Potências emergentes, na condição de países menos desenvolvidos, também poderiam trazer as suas próprias experiências para debates centrais de direitos humanos sobre acesso a tratamento de saúde, proteção do meio ambiente, ou da luta contra a pobreza. As suas experiências, se interpretadas corretamente, poderiam ajudar nas discussões sobre a importância de integrar com sucesso a proteção dos direitos a estratégias de desenvolvimento.
Ademais, potências emergentes possuem um histórico de um papel positivo no avanço dos direitos humanos por meio de trabalho com temas específicos. A África do Sul liderou um esforço histórico no Conselho de Direitos Humanos das Nações Unidas em 2011 pela adoção de uma resolução sobre violações baseadas na orientação sexual e identidade de gênero; o Brasil também teve um papel importante na resolução sobre orientação sexual e tem sido igualmente um grande defensor do direito à saúde. Estes assuntos temáticos são portas de entrada para avanço numa série de questões, mas este tipo de abordagem deve complementar e não substituir ações voltadas a lidar com abusos por parte de governos específicos.
No entanto, ainda não se sabe quais ferramentas as potências emergentes estarão dispostas a usar para enfrentar governos violadores, dado que o seu mantra “cooperação e não condenação” é insuficiente. Embora seria bom se o Ocidente, por vezes, explorasse instrumentos menos contundentes, as potências emergentes deveriam reconhecer que a cooperação em direitos humanos requer que a outra parte esteja disposta a colaborar, e não somente um governo à procura de uma ferramenta retórica para evitar influência sobre suas violações de direitos humanos. A eficácia das abordagens colaborativas depende em parte da previsão de que a falta de cooperação trará consequências.
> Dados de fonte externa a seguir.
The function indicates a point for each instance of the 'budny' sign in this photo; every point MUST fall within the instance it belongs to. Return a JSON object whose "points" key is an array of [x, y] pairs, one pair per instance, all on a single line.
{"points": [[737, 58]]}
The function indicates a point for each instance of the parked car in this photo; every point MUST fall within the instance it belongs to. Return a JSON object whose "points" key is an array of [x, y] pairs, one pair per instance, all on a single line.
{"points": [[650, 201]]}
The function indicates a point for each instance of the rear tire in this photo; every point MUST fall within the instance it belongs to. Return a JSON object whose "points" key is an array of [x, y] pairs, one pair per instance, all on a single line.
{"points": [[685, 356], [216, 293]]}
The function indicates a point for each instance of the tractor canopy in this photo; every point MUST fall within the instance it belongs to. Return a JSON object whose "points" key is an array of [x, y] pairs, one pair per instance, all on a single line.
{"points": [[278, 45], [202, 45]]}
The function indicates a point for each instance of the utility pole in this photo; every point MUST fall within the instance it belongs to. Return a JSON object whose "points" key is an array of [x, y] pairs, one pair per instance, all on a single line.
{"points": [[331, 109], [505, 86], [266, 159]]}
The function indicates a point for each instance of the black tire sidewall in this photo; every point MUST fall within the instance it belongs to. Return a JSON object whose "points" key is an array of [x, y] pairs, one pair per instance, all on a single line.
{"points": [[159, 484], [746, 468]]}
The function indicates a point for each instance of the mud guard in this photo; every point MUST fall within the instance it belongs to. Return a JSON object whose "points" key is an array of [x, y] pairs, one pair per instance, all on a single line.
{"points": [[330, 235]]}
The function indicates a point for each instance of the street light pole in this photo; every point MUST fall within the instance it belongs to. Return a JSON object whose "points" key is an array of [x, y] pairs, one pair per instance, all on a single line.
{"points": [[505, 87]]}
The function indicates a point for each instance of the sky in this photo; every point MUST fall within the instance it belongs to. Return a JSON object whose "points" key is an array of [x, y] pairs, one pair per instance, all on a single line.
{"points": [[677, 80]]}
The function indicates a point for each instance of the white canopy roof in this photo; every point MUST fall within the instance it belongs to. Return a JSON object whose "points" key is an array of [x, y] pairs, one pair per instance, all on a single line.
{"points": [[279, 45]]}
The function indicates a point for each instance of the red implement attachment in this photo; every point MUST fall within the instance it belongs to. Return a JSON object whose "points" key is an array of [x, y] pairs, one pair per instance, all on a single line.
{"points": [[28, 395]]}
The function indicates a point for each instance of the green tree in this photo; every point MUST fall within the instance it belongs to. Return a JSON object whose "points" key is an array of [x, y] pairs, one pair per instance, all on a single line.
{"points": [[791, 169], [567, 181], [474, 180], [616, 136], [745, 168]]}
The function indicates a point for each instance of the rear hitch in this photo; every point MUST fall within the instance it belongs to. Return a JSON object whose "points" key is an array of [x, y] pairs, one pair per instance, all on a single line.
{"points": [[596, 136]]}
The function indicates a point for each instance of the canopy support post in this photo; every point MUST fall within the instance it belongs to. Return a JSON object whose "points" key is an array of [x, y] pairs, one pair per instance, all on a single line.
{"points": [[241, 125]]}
Rumo a um Novo Papel das Potências Emergentes
Então o que será necessário para convencer as potências emergentes a promover direitos humanos de maneira mais consistente e útil na sua política externa?
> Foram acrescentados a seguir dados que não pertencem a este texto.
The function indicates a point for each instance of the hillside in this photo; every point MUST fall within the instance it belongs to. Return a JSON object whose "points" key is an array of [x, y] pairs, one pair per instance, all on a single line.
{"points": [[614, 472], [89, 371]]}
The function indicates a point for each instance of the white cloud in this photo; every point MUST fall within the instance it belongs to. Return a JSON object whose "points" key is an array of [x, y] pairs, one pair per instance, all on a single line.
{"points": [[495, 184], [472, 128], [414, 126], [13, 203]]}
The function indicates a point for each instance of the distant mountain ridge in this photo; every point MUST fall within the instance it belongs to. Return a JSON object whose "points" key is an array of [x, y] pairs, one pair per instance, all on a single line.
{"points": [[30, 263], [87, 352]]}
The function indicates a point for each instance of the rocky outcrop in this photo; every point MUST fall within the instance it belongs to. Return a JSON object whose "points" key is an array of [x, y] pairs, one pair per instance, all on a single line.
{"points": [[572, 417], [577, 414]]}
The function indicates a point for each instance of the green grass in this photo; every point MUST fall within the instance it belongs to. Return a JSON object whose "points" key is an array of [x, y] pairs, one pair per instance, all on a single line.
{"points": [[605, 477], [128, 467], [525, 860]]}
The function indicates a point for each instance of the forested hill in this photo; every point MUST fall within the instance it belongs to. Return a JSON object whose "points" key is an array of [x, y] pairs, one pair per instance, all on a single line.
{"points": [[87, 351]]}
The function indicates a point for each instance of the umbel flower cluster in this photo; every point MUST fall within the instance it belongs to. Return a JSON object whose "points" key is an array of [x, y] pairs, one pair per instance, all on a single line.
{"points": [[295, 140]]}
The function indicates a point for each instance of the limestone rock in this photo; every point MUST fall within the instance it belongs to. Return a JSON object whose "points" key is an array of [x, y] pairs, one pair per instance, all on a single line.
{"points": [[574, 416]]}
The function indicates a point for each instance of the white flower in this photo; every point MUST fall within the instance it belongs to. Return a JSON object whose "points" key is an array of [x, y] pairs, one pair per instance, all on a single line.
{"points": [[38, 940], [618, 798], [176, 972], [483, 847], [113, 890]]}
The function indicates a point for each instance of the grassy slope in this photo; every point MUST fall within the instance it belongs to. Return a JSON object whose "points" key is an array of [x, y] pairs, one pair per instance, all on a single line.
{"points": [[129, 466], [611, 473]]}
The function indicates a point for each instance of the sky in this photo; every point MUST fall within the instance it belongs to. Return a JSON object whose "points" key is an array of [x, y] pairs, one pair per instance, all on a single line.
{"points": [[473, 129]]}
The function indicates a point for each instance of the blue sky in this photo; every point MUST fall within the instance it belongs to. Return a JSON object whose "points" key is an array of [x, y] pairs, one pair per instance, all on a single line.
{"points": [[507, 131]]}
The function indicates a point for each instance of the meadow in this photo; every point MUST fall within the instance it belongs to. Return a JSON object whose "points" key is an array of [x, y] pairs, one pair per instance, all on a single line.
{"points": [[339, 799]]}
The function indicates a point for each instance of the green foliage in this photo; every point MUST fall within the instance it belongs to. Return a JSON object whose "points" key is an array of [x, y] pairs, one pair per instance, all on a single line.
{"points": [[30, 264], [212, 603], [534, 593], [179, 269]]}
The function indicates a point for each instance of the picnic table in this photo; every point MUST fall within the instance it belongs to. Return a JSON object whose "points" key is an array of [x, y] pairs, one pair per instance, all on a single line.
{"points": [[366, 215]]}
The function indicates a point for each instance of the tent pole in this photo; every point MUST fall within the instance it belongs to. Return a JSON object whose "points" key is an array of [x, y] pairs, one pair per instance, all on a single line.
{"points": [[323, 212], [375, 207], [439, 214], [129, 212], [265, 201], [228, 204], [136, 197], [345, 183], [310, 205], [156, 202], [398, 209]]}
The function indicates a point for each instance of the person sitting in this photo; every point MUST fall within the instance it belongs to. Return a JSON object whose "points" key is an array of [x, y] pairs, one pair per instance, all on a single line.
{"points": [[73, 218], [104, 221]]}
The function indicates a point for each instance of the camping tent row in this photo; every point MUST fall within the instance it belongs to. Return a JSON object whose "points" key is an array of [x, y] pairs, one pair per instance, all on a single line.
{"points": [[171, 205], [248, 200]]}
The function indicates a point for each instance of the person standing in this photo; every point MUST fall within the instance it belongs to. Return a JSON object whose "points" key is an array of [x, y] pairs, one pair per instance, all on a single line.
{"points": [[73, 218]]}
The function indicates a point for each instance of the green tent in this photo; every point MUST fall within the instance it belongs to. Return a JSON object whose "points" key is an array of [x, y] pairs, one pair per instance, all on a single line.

Primeiro, potências emergentes devem ser mais responsabilizadas pelas falhas da sua política externa em direitos humanos, particularmente pela sua própria sociedade civil e imprensa. Nesses países, a opinião pública tende a concentrar-se na grande variedade de problemas de direitos humanos no âmbito nacional que continuam a demandar atenção, e política externa tende a ser um foco principalmente entre as elites. No entanto, os grupos que assumiram este desafio, como Conectas no Brasil e o Instituto do Cairo para os Direitos Humanos no Egito, perceberam que responsabilizar o governo por sua posição em direitos humanos pode trazer resultados. Uma ferramenta eficaz tem sido atrair a atenção da mídia para políticas de direitos humanos, expondo a lacuna entre compromissos assumidos em direitos humanos e a aplicação desses princípios na política externa. Grupos internacionais como Human Rights Watch podem contribuir para estes esforços, ajudando a fornecer dados sobre países distantes e ligando a defesa nacional a esforços globais.
Segundo, outros estados poderosos do sul global podem monitorar de maneira efetiva a política externa em direitos humanos das potências emergentes, um clube restrito em que só Índia, Brasil, África do Sul, Indonésia e, às vezes, Nigéria e Turquia são geralmente incluídos. Muito embora seja compreensível o foco nestas potências consideradas mais relevantes, tal abordagem também pode negligenciar a influência considerável de outros atores regionais, como México, Argentina, Tailândia, Egito, e Senegal, para o bem ou para o mal. México, ele mesmo um emergente exportador de armas, lutou por um tratado de comércio de armas forte, esforçando-se para adotar o tratado apesar das objeções do Irã, da Coreia do Norte e da Síria. Além disso, os blocos regionais, muitas vezes, adotam posições sobre questões internacionais por consenso, dando até mesmo a estados menores a capacidade de influenciar a política destes blocos. Por exemplo, as Ilhas Maurício, as Maldivas e a Costa Rica têm demostrado maior robustez ao pressionar os seus respectivos grupos regionais para responder de maneira mais enfática a violações de direitos humanos.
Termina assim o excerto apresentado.